Acheter 1 700 ha de céréales en France sans aucun contrôle, c’est possible ! Ni la commission des structures, ni la Safer ne disposent des moyens juridiques pour s’assurer que le projet d’acquisition répond bien aux objectifs des politiques publiques. Il suffit, en effet, d’organiser la cession par le biais de ventes de parts sociales comme cela a été fait récemment au profit d’un groupe chinois dans l’Indre. L’objectif poursuivi par ce groupe est pourtant aux antipodes du mode d’agriculture promu par la France depuis les années 60 et réaffirmé par la loi d’avenir pour l’agriculture en 2014 : aucune installation n’est prévue mais simplement la mise en place de salariés, aucune implication sur les territoires n’est possible à cette échelle, aucun circuit court n’est envisagé puisque la production est destinée à l’exportation.

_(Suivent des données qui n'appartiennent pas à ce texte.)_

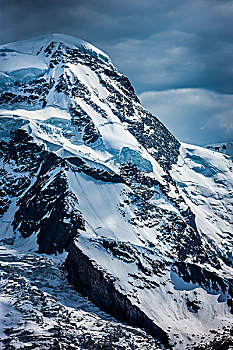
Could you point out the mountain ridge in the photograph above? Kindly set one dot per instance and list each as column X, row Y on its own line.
column 87, row 172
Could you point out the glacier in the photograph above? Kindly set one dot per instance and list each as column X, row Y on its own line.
column 97, row 189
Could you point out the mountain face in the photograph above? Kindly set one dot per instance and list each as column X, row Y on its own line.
column 95, row 191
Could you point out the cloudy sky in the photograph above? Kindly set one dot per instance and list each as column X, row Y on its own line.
column 177, row 53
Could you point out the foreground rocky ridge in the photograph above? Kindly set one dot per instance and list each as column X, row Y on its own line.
column 147, row 223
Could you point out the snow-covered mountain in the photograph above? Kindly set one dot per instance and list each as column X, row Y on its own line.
column 223, row 147
column 141, row 224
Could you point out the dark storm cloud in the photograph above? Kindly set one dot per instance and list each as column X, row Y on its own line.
column 159, row 45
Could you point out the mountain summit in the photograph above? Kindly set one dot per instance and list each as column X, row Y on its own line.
column 89, row 179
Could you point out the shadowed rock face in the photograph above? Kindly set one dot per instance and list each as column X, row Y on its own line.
column 91, row 282
column 84, row 168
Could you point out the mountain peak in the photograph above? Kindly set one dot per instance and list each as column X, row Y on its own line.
column 32, row 46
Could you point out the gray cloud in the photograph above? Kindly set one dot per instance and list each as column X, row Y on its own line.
column 194, row 115
column 159, row 45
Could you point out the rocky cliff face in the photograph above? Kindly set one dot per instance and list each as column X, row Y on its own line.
column 142, row 223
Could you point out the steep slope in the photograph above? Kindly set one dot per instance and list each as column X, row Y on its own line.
column 146, row 222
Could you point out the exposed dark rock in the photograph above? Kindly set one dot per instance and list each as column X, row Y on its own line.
column 90, row 281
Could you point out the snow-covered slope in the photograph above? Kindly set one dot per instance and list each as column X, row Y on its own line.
column 146, row 223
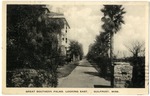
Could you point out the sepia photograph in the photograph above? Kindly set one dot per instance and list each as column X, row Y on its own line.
column 76, row 45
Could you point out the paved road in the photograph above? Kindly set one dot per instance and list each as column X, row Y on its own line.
column 83, row 76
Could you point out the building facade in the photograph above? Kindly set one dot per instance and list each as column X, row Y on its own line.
column 63, row 42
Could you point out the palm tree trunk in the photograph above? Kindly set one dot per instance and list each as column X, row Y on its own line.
column 111, row 60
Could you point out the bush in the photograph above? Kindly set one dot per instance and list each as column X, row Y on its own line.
column 31, row 78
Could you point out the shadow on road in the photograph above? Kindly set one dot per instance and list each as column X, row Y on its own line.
column 92, row 73
column 85, row 65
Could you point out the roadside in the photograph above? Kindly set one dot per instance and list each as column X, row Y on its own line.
column 66, row 69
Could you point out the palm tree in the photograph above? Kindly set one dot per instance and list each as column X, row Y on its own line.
column 113, row 19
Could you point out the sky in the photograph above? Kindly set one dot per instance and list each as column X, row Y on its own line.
column 85, row 23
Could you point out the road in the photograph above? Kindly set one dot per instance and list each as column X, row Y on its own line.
column 83, row 76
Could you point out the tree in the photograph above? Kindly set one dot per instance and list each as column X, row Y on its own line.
column 138, row 62
column 32, row 39
column 113, row 19
column 75, row 49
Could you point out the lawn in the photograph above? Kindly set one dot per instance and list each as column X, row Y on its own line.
column 65, row 70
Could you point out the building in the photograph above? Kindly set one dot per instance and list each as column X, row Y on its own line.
column 63, row 41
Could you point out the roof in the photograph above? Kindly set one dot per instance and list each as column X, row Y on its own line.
column 57, row 15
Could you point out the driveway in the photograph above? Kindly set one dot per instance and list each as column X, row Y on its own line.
column 83, row 76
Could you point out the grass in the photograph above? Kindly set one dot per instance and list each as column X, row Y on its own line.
column 65, row 70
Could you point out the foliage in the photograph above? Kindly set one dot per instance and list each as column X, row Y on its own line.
column 138, row 62
column 30, row 78
column 98, row 52
column 32, row 38
column 75, row 49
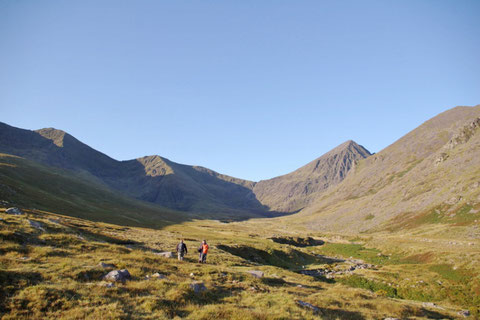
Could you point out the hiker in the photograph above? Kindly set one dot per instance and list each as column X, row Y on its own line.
column 181, row 250
column 203, row 250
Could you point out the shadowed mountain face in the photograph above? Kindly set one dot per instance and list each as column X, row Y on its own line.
column 294, row 191
column 181, row 187
column 153, row 178
column 431, row 175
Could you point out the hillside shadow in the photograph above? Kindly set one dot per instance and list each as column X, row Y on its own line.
column 76, row 180
column 12, row 281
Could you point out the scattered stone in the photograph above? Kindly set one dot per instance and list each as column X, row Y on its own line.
column 35, row 224
column 431, row 305
column 106, row 284
column 464, row 313
column 166, row 254
column 308, row 305
column 15, row 211
column 256, row 273
column 454, row 200
column 198, row 287
column 107, row 265
column 441, row 158
column 118, row 275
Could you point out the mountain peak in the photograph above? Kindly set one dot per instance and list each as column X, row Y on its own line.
column 295, row 190
column 53, row 134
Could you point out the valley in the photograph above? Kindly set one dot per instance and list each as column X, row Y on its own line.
column 55, row 271
column 350, row 235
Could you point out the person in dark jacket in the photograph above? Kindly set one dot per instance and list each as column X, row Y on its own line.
column 203, row 250
column 181, row 250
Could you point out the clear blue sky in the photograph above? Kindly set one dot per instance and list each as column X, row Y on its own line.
column 252, row 89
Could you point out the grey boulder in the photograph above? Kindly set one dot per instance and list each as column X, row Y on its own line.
column 256, row 273
column 14, row 211
column 118, row 275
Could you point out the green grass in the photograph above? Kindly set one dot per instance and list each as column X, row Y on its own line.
column 447, row 272
column 55, row 274
column 358, row 251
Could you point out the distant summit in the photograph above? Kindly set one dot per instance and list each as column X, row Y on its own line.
column 294, row 191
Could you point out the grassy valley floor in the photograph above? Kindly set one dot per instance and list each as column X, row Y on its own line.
column 50, row 268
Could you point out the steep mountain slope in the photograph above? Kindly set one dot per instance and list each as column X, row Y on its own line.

Le foncier est en train de nous échapper et c’est un véritable danger, tant pour la profession agricole que pour l’ensemble des citoyens, car il répond à l’enjeu crucial de l’accès à l’alimentation et à l’eau, des ressources essentielles à la vie humaine. Ne plus réguler le foncier et ne plus contrôler les structures, c’est-à-dire se situer dans la configuration d’un marché totalement libre, c’est une porte ouverte aux excès, à la financiarisation et à la spéculation, particulièrement préjudiciables à l’installation de nouveaux agriculteurs. C’est aussi une remise en cause totale de l’agriculture française fondée sur l’entreprise familiale ( maîtrise des capitaux et prise de décision par l’exploitant et sa famille ), source d’une production diversifiée et de qualité, d’emploi et de valeur ajoutée pour les territoires.
Face à l’avidité des investisseurs, il est urgent de renforcer les politiques foncières afin qu’elles soient véritablement efficaces dans tous les cas de figure : que la terre soit transmise en direct ou par le biais de cessions de parts sociales, les mêmes règles doivent s’appliquer.